Rüzgar baş başa kaldığı Anastasia'yı hemen kaybetmek istemiyordu. O dünyada verilebilecek en kıymetli hediye hatta aldığı nefesti.
İki bardak çay doldurup Anastasia'nın yanına geldi. Bardağı uzatıp rica etti. Anastasia tedirgin ve korkuyordu. Tanıyan birinin görmesi onun için büyük felaketti. Ancak gönlü Rüzgarla çay içmenin keyfini yaşıyordu.
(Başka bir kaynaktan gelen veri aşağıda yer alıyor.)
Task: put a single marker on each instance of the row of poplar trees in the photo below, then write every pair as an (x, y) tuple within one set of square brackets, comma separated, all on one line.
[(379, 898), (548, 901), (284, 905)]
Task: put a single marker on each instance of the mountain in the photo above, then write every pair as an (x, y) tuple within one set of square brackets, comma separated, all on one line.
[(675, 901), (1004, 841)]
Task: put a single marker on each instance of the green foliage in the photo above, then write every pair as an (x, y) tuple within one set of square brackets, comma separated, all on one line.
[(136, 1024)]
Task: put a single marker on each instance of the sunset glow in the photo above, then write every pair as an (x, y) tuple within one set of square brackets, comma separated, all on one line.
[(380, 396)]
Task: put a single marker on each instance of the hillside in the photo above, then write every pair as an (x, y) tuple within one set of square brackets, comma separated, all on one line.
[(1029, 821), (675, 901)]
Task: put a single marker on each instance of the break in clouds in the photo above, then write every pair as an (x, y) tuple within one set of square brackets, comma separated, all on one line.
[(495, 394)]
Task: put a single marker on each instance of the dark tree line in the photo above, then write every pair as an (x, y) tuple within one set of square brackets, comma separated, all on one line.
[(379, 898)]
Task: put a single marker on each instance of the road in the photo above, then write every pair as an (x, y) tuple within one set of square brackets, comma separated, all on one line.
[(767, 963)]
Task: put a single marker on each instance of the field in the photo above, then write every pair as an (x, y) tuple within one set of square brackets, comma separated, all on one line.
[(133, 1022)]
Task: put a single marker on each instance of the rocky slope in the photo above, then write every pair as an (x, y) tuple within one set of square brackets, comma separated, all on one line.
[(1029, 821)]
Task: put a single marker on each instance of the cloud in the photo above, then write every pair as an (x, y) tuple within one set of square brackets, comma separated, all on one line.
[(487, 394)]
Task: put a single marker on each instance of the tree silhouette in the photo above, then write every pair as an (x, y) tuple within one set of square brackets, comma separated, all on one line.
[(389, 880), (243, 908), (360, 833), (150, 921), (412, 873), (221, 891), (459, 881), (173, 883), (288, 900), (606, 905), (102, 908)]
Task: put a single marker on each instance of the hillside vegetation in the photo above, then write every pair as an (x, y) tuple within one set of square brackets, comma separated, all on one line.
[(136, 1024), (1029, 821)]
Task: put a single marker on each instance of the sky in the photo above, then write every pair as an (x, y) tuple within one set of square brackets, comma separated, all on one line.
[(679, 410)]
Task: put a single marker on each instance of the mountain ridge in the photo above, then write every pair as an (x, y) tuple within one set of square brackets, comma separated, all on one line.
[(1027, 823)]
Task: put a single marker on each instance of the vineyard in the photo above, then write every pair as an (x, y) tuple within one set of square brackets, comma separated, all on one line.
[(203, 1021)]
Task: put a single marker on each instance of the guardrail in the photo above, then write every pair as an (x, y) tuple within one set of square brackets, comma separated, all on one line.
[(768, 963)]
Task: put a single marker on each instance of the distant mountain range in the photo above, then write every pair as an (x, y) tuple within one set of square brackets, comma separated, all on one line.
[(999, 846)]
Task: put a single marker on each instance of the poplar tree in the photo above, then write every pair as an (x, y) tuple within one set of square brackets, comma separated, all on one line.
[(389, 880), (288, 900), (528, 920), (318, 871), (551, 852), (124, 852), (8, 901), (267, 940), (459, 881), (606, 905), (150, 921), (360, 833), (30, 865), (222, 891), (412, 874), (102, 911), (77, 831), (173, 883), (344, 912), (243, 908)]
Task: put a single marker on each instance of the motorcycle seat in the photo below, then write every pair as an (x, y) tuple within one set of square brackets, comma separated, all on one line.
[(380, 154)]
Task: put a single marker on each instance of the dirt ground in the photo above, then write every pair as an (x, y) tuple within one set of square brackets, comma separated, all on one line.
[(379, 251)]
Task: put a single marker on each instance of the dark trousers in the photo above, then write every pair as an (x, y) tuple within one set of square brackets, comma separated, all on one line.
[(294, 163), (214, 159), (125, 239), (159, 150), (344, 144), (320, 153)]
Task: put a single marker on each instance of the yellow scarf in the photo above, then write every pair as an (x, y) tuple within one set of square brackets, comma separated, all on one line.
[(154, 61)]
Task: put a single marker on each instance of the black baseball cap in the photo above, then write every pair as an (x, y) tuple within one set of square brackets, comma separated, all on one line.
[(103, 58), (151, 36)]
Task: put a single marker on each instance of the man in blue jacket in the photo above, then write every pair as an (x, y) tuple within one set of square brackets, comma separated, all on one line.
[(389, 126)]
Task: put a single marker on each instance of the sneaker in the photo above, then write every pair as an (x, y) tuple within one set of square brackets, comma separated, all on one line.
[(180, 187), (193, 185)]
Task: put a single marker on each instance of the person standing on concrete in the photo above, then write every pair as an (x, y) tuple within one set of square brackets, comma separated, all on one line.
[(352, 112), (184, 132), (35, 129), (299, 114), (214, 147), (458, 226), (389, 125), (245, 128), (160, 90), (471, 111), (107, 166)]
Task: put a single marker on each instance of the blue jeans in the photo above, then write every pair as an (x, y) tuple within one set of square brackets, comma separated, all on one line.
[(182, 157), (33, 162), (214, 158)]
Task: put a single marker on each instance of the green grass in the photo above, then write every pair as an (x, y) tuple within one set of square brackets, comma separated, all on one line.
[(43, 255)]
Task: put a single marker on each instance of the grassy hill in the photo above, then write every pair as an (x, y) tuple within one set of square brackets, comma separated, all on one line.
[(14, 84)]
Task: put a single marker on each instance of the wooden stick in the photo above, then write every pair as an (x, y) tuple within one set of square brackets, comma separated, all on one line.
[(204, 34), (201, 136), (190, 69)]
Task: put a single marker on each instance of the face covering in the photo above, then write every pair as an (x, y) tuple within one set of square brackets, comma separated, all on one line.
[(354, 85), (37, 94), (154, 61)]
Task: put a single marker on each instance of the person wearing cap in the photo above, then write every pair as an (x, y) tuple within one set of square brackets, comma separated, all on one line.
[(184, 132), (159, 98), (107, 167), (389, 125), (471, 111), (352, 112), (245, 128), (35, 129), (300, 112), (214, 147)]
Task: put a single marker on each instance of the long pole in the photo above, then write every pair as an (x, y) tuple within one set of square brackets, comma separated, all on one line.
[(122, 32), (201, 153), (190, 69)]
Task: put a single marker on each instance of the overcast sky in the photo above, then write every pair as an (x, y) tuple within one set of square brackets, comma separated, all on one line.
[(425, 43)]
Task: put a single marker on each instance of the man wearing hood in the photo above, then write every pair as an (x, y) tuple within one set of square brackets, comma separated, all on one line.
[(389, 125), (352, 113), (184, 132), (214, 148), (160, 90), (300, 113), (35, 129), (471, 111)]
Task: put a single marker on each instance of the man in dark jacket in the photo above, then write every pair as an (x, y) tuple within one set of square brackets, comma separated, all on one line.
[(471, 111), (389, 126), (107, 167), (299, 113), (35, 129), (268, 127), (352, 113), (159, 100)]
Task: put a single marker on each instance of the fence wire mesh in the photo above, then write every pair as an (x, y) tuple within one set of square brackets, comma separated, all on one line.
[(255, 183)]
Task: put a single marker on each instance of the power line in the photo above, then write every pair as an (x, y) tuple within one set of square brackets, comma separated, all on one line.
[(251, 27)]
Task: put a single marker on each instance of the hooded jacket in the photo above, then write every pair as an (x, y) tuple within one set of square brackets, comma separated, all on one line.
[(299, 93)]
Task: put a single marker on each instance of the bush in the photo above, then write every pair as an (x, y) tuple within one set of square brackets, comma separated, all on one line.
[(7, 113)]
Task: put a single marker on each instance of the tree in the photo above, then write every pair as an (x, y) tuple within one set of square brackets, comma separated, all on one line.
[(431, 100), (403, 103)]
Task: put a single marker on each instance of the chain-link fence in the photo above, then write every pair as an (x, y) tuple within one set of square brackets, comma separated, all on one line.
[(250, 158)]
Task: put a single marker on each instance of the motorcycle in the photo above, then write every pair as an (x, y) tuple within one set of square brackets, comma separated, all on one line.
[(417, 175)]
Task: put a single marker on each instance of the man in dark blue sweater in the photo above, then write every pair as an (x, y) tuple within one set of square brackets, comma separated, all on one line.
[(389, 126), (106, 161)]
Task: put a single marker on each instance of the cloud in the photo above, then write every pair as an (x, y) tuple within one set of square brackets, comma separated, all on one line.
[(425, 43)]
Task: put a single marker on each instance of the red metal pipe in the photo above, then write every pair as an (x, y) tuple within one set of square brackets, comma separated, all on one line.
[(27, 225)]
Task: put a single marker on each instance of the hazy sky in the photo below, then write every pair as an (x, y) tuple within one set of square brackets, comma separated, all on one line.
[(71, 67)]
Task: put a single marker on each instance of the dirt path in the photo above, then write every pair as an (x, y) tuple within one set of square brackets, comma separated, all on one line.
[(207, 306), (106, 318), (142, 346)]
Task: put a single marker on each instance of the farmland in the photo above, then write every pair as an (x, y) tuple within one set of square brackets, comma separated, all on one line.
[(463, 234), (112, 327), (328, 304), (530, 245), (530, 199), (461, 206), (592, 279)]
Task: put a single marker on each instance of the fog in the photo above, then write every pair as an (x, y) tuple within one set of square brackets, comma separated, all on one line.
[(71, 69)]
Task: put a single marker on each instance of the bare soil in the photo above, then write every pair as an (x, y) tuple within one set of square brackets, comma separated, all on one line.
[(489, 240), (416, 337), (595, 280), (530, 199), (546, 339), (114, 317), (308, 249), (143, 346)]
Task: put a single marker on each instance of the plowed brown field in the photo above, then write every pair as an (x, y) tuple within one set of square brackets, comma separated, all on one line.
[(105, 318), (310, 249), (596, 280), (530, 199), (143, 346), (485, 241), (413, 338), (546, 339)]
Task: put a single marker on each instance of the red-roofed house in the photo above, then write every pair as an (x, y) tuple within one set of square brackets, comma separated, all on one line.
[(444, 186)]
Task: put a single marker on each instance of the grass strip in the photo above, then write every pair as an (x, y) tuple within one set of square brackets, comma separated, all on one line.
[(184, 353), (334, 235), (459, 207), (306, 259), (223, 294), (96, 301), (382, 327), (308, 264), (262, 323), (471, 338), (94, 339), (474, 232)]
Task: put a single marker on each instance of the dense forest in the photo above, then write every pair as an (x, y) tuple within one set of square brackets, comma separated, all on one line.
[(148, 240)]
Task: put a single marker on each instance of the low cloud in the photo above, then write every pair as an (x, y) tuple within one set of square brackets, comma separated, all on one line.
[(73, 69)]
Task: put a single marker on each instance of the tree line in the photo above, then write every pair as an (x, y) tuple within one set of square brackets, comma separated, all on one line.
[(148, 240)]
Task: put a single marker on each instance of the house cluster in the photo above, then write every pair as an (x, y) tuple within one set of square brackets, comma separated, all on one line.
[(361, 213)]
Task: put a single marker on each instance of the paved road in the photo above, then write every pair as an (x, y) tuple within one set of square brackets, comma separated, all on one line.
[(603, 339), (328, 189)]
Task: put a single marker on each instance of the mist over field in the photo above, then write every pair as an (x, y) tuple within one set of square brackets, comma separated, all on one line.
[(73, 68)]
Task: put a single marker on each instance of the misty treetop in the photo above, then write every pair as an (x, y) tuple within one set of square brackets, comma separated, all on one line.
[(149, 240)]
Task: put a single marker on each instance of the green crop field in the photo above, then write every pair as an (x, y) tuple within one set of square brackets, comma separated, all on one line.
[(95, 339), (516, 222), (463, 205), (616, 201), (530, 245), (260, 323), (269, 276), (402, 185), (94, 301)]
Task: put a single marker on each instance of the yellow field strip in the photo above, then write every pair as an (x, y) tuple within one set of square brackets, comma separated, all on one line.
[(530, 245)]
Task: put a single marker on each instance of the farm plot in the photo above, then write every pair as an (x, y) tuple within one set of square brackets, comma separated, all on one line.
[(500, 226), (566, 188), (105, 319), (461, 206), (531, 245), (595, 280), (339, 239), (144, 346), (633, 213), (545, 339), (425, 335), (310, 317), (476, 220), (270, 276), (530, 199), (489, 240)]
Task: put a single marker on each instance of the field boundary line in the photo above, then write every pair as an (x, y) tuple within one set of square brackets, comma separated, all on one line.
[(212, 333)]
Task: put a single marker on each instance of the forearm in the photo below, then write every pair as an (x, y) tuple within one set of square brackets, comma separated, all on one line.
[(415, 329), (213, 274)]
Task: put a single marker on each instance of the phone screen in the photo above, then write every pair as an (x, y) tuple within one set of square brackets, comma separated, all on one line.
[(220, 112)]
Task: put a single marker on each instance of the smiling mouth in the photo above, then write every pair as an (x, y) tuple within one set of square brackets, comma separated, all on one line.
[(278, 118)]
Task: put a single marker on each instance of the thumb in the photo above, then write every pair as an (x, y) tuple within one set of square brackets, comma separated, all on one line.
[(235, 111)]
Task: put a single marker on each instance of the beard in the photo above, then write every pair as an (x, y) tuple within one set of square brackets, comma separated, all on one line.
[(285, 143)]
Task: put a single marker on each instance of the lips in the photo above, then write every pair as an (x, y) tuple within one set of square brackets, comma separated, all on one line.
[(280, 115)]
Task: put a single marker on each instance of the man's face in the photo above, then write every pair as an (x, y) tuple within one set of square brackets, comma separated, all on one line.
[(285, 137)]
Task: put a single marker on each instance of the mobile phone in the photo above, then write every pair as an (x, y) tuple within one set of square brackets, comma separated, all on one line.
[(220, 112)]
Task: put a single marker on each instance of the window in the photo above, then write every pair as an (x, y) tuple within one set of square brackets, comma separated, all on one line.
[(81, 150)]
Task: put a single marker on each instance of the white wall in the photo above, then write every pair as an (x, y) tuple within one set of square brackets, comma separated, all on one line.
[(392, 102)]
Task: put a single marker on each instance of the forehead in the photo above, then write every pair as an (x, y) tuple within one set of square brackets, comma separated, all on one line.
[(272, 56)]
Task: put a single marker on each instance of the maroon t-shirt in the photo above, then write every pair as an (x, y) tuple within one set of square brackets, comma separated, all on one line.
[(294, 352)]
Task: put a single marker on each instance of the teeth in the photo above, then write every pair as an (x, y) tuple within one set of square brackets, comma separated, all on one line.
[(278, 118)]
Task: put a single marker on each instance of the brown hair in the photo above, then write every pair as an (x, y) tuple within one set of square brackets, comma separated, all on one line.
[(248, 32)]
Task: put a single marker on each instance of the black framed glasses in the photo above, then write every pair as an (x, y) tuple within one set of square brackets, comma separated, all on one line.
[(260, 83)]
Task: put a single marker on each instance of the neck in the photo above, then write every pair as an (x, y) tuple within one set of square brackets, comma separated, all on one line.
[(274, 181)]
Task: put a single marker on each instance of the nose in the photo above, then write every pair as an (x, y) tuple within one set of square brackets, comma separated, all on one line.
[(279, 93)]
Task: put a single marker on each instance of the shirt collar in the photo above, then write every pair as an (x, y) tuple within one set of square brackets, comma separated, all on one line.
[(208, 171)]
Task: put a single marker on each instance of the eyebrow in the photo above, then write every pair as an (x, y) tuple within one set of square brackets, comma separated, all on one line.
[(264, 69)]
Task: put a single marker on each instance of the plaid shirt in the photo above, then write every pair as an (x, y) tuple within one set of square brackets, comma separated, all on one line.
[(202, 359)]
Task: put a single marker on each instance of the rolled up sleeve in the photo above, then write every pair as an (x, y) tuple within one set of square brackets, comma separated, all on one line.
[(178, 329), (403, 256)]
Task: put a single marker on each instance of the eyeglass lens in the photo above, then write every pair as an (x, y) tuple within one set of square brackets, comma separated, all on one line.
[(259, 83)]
İki aşık sessizliğin tutsağı ağızlarını bıçak açmıyordu. Arada gözlerin sınırsız bakışmaları yudumlanan çay hışırtısıyla zemine boyluyordu. Kafalarını bir aşağı bir yukarı eğip kaçamaklarını renkli hale çevirdiler. Sessizlik Rüzgarın nefesiyle kaçtı.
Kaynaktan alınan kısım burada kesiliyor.